Acho que a gente tem que estar a todo momento em estado de alerta para defender a democracia no Brasil. Isso eu falo porque a história da democracia no país é recente e sempre em períodos muito curtos, impedidos por algum tipo de golpe feito pelas elites. Precisamos impedir qualquer tentativa de questionamento sobre as eleições e a soberania do voto popular. Como eu já disse antes, isso aconteceu no Brasil em outros momentos, já teve um golpe feito em 1964, exatamente porque o João Goulart estava governando para a população mais pobre do país e construindo várias reformas que beneficiavam aqueles mais excluídos. Isso aconteceu com o Getúlio Vargas, que tinha um governo voltado para a população mais pobre e isso incomodava a elite.


 


Casos como esses não podem voltar a acontecer, porque é impressionante como alguns intelectuais, principalmente de direita, começam a questionar a própria capacidade do povo de decidir o seu próprio destino. Então quer dizer que a democracia só vale quando a população escolhe para governar os candidatos que a elite apresenta? Quando a população opta por um outro governante passa a ser questionado inclusive a capacidade do povo de escolher o seu próprio governante?



Caso realmente a oposição tente “melar” o processo eleitoral, de que forma os movimentos sociais pretendem se posicionar?

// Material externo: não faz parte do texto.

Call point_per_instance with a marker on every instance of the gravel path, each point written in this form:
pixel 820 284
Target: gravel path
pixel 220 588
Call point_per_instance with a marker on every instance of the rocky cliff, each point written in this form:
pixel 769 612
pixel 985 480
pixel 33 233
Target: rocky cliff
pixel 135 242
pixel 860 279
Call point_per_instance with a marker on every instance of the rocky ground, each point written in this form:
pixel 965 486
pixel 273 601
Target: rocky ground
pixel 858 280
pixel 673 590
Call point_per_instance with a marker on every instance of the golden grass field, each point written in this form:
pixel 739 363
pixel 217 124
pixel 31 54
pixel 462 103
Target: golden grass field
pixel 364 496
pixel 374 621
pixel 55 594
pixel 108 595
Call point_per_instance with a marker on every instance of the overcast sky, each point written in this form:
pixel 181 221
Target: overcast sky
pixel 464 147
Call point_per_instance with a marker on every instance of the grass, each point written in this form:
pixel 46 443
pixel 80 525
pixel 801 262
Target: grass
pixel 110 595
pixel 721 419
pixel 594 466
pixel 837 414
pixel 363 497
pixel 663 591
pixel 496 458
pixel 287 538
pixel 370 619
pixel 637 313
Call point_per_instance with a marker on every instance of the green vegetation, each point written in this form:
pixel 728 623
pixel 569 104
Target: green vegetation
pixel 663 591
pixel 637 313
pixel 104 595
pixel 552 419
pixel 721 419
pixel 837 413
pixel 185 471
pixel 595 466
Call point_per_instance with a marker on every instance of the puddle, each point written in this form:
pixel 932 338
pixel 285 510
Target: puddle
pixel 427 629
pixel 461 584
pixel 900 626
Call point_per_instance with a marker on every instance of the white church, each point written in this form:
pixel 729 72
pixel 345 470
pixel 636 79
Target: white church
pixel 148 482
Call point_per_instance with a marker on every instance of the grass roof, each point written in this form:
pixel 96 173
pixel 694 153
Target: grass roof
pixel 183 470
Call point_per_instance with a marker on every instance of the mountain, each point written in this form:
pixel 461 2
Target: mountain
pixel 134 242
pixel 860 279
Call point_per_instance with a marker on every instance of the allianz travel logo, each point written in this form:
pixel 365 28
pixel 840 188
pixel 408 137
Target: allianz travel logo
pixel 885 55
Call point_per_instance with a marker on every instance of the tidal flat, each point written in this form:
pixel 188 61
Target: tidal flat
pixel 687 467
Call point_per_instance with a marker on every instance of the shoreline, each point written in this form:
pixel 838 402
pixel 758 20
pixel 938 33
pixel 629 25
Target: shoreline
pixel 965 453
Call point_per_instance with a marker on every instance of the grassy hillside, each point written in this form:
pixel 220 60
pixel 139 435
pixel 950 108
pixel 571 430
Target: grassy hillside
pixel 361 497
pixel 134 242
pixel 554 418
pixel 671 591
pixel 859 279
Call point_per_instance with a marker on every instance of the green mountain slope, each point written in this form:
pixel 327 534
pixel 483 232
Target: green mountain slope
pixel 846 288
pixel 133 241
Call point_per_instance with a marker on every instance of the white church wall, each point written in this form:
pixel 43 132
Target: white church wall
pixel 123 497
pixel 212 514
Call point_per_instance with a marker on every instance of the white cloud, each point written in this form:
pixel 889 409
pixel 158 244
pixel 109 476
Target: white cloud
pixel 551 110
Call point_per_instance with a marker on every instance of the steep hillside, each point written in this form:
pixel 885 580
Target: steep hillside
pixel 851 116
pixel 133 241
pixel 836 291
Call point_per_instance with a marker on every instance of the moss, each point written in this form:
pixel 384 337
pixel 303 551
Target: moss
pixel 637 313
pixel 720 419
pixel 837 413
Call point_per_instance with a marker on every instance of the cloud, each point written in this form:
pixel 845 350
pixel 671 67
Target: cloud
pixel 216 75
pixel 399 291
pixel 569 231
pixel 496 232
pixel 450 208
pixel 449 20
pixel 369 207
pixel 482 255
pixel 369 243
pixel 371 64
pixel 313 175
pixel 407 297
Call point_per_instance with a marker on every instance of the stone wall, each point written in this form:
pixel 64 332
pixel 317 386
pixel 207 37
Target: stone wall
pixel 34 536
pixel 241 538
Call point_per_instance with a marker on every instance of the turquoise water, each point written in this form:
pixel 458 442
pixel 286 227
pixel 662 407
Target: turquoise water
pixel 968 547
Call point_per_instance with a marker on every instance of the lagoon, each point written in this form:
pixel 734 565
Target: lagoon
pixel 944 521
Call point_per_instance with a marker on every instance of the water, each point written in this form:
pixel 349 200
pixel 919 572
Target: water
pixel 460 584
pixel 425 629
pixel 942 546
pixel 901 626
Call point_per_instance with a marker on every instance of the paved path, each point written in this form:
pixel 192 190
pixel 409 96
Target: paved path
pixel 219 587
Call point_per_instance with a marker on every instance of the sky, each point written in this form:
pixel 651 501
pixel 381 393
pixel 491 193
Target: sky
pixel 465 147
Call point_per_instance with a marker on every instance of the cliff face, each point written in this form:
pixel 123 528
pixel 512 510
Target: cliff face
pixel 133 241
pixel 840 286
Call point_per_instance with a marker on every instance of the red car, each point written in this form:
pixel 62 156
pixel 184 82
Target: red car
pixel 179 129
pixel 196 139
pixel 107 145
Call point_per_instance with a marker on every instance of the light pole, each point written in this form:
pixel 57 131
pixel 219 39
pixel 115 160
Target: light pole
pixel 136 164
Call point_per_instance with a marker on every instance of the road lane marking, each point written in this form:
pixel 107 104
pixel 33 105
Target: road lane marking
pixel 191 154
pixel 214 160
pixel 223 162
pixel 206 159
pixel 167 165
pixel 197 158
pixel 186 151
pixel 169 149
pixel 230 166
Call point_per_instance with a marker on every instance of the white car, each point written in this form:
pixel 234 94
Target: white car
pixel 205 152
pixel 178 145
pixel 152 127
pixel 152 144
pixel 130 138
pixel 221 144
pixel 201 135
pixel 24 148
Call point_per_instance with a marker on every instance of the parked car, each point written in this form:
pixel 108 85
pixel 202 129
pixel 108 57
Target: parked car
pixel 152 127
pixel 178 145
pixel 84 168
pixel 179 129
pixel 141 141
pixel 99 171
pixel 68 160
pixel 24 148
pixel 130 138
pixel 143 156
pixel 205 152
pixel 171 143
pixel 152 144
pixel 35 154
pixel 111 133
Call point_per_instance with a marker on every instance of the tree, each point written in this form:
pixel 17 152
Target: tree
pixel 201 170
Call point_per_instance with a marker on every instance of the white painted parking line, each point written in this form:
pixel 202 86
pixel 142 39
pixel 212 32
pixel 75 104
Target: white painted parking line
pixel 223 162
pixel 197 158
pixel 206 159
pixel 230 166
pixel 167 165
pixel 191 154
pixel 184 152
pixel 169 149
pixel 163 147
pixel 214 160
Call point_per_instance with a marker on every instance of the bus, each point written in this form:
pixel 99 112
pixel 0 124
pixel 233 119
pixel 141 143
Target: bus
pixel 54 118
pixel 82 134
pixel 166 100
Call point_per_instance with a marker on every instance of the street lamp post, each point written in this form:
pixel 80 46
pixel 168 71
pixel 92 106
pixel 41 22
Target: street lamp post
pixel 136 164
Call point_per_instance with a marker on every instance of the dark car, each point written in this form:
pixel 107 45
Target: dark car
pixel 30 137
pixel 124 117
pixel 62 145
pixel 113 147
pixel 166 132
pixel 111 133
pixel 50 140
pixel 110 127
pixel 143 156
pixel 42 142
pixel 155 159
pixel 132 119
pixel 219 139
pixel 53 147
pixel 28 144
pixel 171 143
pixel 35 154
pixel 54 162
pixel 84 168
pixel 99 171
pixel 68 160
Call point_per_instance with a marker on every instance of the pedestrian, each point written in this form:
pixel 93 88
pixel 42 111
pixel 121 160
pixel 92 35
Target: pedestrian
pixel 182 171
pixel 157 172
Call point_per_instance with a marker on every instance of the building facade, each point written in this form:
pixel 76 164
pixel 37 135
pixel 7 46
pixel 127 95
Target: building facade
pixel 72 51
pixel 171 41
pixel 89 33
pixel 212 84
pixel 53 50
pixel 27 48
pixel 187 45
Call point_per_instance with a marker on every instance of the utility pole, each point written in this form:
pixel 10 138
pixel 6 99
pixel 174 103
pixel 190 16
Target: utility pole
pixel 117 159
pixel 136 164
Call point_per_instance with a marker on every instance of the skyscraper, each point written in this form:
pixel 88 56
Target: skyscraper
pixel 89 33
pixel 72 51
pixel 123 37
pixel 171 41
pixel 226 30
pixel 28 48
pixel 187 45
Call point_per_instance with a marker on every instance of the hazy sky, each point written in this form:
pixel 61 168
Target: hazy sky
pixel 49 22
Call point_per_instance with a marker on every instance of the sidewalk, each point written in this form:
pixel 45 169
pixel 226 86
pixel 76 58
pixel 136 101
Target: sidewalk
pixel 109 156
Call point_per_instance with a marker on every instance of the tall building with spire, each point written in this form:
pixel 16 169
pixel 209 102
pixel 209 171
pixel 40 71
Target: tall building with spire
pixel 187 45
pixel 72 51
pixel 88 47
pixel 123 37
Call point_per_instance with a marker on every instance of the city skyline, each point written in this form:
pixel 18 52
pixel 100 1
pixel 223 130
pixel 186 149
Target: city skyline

Os movimentos sociais já estão se reunido exatamente para defender o fortalecimento da democracia e impedir qualquer tentativa de golpe no país. Vamos lançar um manifesto que pede a apuração e punição dos envolvidos em ambos os casos de corrupção que foram colocados nos últimos meses. Um manifesto que denuncia e desmascara de certa forma a parte da mídia brasileira que tenta acobertar um dos fatos e dar todo o relevo ao outro. Será um manifesto que repudia qualquer tentativa de desestabilização do processo democrático, e defende a soberania do voto popular. Esse documento será lançado e nós estamos preparados para, se preciso for, mobilizar a sociedade para ocupar as ruas do país em defesa da democracia e contra a impugnação do processo democrático.